10 – Múmia no meio da rua
Em janeiro de 2017, uma múmia foi encontrada no meio da rua, próximo ao Museu Gustavo Le Paige. Um carro passava e percebeu um deslizamento, ao descer o motorista se deparou com parte de um esqueleto. A polícia cercou a área e foram chamados arqueólogos para escavar o local. Os índios locais rezaram pelo ancestral encontrado, enquanto os curiosos eram impedidos de tirar fotos. O esqueleto tinha cerca de 500 anos e foi levado para a universidade de Antofagasta.
11 – Frutas do deserto
Mesmo em uma região tão árida, há frutas características. É o caso da tuna (foto), proveniente do cactus. Também é possível encontrar uma fruta chamada pepino (diferente do legume brasileiro), diferentes tipos de milhos (de várias cores) e quinoa por preços populares.
12 – Teto da igreja é de cactus
A igreja de San Pedro de Atacama é uma das construções mais antigas da cidade. Já sofreu com terremoto, atentados e incêndio. Há alguns anos a fachada era pintada de branco e hoje voltou a ter cor de barro (adobe). No teto e nos portões você pode perceber a madeira de cactus (com furinhos). No piso, há um quadrado de vidro que mostra como ele era originalmente. E no centro do altar com manto vermelho está São Pedro, o padroeiro da cidade.

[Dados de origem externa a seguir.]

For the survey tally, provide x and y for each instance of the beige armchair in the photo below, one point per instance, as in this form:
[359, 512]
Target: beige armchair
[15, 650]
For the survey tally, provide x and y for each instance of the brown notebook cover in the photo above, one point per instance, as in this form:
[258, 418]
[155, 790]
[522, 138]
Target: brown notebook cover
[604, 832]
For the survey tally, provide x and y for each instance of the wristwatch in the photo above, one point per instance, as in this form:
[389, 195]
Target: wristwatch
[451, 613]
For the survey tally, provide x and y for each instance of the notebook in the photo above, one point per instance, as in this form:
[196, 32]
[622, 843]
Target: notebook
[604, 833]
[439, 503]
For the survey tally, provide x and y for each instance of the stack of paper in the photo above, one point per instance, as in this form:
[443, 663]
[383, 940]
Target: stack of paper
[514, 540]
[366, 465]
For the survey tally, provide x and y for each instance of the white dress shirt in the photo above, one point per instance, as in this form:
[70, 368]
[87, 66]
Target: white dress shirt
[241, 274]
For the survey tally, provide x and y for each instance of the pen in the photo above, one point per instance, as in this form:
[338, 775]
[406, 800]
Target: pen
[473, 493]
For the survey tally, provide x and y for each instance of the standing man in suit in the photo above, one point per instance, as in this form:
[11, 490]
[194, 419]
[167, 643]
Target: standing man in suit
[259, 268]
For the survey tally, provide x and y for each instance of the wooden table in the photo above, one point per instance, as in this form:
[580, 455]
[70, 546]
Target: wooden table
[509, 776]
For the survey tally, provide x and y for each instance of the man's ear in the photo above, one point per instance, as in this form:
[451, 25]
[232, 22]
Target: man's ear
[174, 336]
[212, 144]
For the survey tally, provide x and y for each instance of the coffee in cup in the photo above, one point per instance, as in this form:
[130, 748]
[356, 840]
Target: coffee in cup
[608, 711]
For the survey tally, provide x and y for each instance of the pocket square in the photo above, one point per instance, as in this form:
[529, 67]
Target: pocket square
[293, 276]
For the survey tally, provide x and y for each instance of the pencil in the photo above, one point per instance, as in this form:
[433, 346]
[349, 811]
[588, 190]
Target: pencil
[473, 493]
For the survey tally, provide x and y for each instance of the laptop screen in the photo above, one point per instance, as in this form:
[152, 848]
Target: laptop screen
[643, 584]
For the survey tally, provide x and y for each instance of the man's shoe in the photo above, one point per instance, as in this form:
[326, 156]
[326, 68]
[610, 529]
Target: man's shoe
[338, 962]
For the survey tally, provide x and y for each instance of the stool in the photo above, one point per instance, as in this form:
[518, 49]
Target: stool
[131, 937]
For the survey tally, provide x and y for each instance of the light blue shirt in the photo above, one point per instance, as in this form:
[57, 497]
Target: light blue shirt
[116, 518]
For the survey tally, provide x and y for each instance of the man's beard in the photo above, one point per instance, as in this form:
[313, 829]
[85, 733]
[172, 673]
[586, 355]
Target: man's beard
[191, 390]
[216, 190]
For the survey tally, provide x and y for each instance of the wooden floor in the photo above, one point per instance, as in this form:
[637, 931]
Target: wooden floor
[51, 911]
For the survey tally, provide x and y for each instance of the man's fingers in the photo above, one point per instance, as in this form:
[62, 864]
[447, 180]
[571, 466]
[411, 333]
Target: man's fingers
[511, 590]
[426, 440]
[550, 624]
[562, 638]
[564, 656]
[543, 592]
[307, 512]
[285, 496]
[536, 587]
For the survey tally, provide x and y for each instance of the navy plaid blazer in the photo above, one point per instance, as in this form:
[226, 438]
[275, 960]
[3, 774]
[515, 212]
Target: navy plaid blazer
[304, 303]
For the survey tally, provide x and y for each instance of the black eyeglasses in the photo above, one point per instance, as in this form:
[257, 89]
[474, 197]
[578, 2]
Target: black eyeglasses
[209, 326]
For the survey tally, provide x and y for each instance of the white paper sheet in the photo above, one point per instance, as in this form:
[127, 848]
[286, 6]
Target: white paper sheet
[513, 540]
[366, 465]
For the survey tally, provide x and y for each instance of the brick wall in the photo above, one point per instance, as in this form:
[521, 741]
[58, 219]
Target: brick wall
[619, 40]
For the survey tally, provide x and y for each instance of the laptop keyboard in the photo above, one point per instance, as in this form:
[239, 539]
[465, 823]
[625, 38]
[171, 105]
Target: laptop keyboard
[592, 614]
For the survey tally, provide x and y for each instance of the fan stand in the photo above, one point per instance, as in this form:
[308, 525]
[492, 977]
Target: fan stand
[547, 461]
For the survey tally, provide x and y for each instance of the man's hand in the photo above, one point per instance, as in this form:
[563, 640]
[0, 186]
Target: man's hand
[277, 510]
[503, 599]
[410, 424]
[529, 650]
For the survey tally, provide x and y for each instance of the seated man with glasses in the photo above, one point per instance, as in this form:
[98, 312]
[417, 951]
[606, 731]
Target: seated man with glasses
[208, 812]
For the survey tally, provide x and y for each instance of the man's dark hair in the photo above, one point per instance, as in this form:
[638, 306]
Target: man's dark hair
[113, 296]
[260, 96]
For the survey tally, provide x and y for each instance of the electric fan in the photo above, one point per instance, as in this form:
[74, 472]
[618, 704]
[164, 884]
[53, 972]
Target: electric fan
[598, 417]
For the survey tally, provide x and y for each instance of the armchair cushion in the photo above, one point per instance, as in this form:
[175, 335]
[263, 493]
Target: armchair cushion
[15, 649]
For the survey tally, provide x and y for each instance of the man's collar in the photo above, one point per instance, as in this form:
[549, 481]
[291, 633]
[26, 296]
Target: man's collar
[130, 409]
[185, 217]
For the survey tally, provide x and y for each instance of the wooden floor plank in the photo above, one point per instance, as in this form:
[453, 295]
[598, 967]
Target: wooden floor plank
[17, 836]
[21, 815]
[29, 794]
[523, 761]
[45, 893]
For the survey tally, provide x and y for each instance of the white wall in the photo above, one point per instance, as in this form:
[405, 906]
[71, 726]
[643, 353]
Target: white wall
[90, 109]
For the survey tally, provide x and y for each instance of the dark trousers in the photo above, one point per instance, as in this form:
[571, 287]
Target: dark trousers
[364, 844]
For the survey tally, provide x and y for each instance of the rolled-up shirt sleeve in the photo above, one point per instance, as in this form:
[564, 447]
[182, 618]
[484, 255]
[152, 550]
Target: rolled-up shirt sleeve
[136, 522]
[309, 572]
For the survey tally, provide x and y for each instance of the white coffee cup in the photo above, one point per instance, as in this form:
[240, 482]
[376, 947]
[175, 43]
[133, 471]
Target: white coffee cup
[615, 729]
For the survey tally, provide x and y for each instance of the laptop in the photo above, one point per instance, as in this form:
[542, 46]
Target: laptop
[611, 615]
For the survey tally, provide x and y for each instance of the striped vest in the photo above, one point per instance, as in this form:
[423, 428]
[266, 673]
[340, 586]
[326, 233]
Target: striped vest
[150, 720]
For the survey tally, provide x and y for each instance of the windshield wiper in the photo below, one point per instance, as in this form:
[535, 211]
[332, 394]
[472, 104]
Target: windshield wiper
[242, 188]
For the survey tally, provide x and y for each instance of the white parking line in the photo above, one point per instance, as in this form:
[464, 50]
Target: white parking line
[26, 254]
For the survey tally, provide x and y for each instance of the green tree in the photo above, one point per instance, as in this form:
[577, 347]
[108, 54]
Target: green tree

13 – Região já foi Bolívia
Até 1883 a região do Atacama pertencia à Bolívia. Na Guerra do Pacífico, em que o Chile buscava controlar o salitre (fertilizante) produzido nessa área, o deserto passou a pertencer ao país de Pablo Neruda. A Bolívia perdeu sua saída para o mar e até hoje se ressente disso.
14 – Vulcões têm caso de amor
Os vulcões Licancabur e Juriques são dois irmãos que vivem lado a lado. O Lascar é o vulcão que está ativo até hoje e pai da Quimal, a única que faz parte da Cordilheira de Domeiko e é vigiada pelos vulcões da Cordilheira dos Andes. O Lascar buscava que a Quimal casasse com o vulcão mais bonito, o Licancabur. Mas o Juriques se envolveu com ela. Num acesso de fúria o Lascar mandou cortar a cabeça do Juriques, que pode ser observado até hoje sem uma parte de sua estrutura. Já o Licancabur não desistiu da Quimal e uma vez por ano, quando o sol nasce atrás do vulcão transformando-o num gigante, a sombra dos dois vulcões se encontram. Isso ocorre depois do solstício de inverno (nos primeiros dias de agosto), quando é comemorado o ano novo likan-antay. A cultura indígena local acredita também que ela representa a fertilidade da mulher fazendo com que receba diversar oferendas.
15 – Lítio e a sensação de bem-estar
O Atacama abriga a segunda maior reserva de lítio do mundo, perdendo apenas para o Salar de Uyuni, na Bolívia. O país vizinho ainda não explora o mineral, famoso por ser utilizado para fabricar baterias de computadores e celulares e para remédios dosadores de humor para bipolares. O lítio ajuda, nesse caso, na sensação de bem-estar não deixando as pessoas terem nem euforia, nem depressão. Como é extraído por meio de evaporação, há uma lenda urbana de que ele está no ar da região e que quem está no Atacama tem essa sensação de bem-estar o tempo todo. Difícil quem já esteve por lá não concordar.